Rohit Sharma proves the worth of white-ball runs as he rises up the Test rankings

Rohit Sharma made his Test debut in 2013, making a wonderful 177 in Sachin Tendulkar’s farewell and following that up with a hundred in his second game at Mumbai. It seemed then that his rise to the top in whites was as inevitable as his limited-overs dominance, but after a series of failures he was left out, spending years in the wilderness before his re-call in 2019.

He returned to the side with the nickname “Hitman” after plundering stacks of runs against the white ball, most of them seemingly coming from hooks and pulls off a shorter length.
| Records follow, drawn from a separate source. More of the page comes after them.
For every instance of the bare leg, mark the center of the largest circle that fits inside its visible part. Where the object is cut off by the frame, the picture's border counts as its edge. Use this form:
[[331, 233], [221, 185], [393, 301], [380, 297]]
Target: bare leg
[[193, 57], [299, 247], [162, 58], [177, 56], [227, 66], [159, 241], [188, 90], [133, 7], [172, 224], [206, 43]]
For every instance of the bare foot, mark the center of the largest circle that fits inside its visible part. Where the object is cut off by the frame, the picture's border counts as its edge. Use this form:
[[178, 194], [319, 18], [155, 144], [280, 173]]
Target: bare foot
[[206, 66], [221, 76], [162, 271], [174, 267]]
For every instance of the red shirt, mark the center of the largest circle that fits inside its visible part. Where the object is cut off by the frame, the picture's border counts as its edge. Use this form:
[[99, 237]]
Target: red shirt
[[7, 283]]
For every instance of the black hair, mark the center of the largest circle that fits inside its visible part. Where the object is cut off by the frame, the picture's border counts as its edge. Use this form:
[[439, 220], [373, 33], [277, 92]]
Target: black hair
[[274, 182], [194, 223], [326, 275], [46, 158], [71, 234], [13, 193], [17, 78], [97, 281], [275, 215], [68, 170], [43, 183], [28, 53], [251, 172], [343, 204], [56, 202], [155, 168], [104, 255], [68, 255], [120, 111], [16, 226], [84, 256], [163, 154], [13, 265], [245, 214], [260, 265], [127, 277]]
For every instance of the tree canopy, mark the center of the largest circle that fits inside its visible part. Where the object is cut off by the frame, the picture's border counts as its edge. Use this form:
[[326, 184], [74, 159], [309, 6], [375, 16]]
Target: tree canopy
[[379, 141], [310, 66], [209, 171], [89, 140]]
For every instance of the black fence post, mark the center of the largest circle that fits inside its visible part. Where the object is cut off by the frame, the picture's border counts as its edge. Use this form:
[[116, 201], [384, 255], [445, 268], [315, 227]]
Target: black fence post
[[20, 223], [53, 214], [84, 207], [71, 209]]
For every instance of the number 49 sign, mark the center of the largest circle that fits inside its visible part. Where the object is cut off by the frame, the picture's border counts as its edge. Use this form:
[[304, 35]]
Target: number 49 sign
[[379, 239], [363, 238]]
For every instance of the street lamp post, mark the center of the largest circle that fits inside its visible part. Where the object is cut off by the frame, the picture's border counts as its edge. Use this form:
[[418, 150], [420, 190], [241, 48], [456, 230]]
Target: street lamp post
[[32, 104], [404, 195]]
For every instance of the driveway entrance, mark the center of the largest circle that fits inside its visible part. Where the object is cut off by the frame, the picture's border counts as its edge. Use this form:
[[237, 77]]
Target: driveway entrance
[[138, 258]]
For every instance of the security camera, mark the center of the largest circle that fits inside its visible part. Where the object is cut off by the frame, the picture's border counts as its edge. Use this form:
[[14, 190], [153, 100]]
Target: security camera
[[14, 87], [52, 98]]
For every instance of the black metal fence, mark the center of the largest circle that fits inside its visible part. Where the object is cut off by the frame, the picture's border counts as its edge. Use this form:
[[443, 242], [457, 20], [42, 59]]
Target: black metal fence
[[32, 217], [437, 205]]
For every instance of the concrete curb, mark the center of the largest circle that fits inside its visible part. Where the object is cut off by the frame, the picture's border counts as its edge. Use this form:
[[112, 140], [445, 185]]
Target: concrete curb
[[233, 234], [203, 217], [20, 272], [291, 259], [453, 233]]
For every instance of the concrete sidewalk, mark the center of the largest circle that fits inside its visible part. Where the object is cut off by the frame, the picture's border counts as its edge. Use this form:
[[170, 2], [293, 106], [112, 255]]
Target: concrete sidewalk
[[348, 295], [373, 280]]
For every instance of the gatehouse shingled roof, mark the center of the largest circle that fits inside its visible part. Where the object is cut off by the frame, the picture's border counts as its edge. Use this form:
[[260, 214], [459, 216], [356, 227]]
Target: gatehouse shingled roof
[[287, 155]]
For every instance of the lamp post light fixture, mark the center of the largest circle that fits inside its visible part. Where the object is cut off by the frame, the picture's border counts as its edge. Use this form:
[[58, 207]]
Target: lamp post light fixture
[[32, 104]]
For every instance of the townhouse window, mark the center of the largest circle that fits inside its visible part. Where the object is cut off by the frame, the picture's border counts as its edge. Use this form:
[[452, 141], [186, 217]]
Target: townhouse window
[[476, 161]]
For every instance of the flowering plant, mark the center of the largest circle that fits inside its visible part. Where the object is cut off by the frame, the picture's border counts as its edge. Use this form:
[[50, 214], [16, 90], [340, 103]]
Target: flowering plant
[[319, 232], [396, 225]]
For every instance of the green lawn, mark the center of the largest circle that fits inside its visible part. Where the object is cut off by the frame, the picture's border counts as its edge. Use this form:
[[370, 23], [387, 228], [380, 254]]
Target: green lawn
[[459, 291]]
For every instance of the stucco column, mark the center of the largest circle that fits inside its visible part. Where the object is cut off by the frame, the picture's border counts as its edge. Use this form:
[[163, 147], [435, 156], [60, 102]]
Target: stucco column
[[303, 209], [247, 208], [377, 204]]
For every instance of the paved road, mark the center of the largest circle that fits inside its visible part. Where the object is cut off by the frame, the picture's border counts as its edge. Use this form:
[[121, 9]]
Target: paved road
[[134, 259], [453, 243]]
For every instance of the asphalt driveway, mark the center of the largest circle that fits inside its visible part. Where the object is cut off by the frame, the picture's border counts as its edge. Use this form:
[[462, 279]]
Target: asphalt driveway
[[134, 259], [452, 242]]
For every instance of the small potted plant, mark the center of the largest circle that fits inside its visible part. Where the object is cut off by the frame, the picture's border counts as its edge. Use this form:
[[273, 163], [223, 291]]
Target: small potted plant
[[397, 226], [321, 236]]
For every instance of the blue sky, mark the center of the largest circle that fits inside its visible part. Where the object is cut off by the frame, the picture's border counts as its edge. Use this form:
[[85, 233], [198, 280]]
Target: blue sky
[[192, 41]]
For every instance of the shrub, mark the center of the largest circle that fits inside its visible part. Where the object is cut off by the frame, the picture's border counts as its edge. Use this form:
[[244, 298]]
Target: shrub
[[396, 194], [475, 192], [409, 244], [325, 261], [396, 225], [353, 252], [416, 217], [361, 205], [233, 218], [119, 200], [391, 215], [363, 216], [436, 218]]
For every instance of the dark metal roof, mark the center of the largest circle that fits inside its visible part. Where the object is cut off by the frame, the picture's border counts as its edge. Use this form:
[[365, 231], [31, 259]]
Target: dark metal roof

The faith that Virat Kohli showed in Rohit after the latter’s shorter-form success was emphatically rewarded as he became the first Indian to score two hundreds in his first Test as an opener.

It has not been completely plain sailing since then, but as the second Test against England begins at Lord’s, Rohit has built a reputation and a role far beyond a tendency to put half-trackers away. He has reached his highest ever ICC rating in Test Cricket, 764, which has taken him to sixth place in the batting rankings and made him the highest-ranked opener in the world.

Despite posting just 36 and 12 not out in the first Test at Trent Bridge, it was striking how much easier Rohit made opening against England’s great seamers than his recent predecessors have done. And despite the nature of that first-innings dismissal, he displayed great patience, a technique far simpler and more efficient than his England counterparts, and a suitability to the longest format that seems so improbable when he harks back to that “Hitman” reputation in coloured kit.